Le Brabant wallon franchit une nouvelle étape dans son soutien à la jeunesse.



Jeunesse, Infrastructures, Subvention
Jeunesse, Infrastructures, Subvention
   
Le Conseil provincial, lors de sa séance du jeudi 25 juin 2026, a formellement adopté un dispositif inédit : le plan « Bâtir pour Grandir ».

Cette initiative marque une reconnaissance officielle de l'importance capitale que revêtent les mouvements de jeunesse dans la vie communautaire et le développement des jeunes du territoire.

Pensée comme une réponse concrète aux défis infrastructurels auxquels font face les organisations de jeunesse, cette mesure arrive à un moment où de nombreux gestionnaires affrontent des enjeux de conformité et de sécurité.

Le plan « Bâtir pour Grandir » entend transformer cette réalité en mettant à disposition des ressources financières dédiées.

     

​Une jeunesse en besoin d'infrastructures appropriées

    
Partout en Brabant wallon, les mouvements de jeunesse jouent un rôle fondamental et multidimensionnel. Ils constituent bien plus que de simples lieux de divertissement : ce sont des espaces d'épanouissement personnel, d'apprentissage de la citoyenneté, de développement des compétences sociales et d'engagement bénévole.

Ces organisations incarnent des valeurs essentielles pour la cohésion sociale et la formation des générations futures.

Que ce soit à travers le scoutisme, les associations culturelles, les mouvements d'éducation populaire ou les clubs sportifs à dimension communautaire, ces structures proposent des cadres formateurs où les jeunes apprennent la vie collective, le respect des règles, la solidarité et la responsabilité citoyenne.

Les bénéfices de cette implication dépassent largement le simple divertissement : ils concernent l'acquisition de compétences, le développement de l'estime de soi, la prévention de l'isolement social et l'accès à des espaces sécurisants.

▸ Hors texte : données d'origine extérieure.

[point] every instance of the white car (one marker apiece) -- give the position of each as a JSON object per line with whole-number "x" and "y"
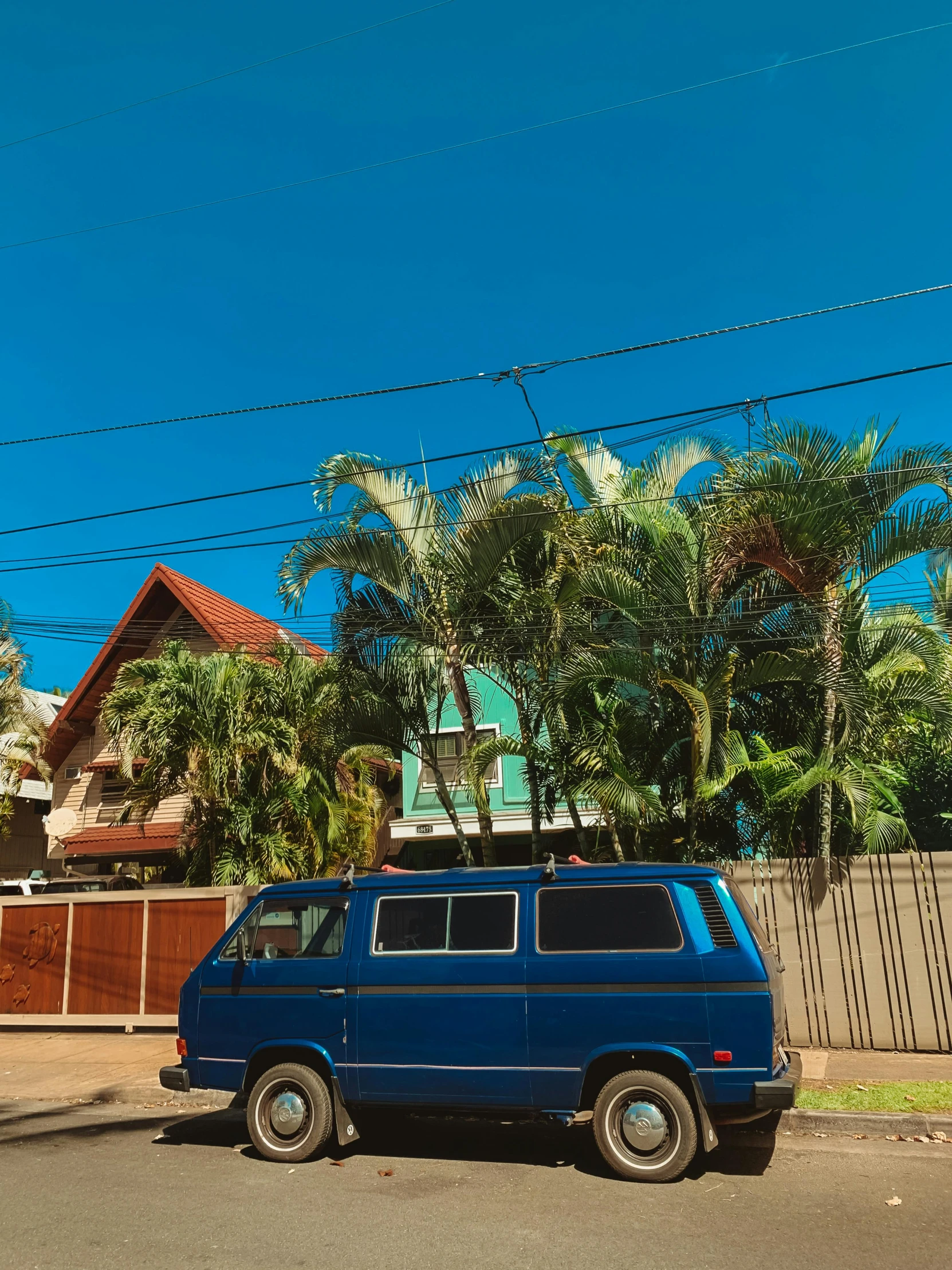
{"x": 23, "y": 887}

Pour les familles, ces organisations offrent un précieux accompagnement éducatif complémentaire. Pour le territoire, elles constituent des catalyseurs du lien social et du renforcement du tissu communautaire.

Selon les données disponibles, environ 20.000 jeunes du Brabant wallon participent activement à des mouvements de jeunesse.

Ces chiffres témoignent de l'ampleur du phénomène et de son ancrage dans la vie locale. Cependant, pour que ces jeunes puissent bénéficier pleinement de ces expériences enrichissantes, une condition sine qua non s'impose : disposer d'infrastructures sûres, adaptées et conformes aux normes en vigueur.

C'est précisément l'enjeu que le nouveau plan provincial entend adresser. De nombreuses organisations doivent faire face à des bâtiments qui ne correspondent plus aux standards contemporains, exposant les jeunes et animateurs à des risques évitables.

    

Un dispositif de soutien financier sans précédent

    
Le plan « Bâtir pour Grandir » constitue un mécanisme de soutien financier innovant à l'échelle régionale. Son objectif principal reste la mise en conformité des locaux utilisés par les mouvements de jeunesse, en accompagnant propriétaires et gestionnaires dans la réalisation des travaux indispensables.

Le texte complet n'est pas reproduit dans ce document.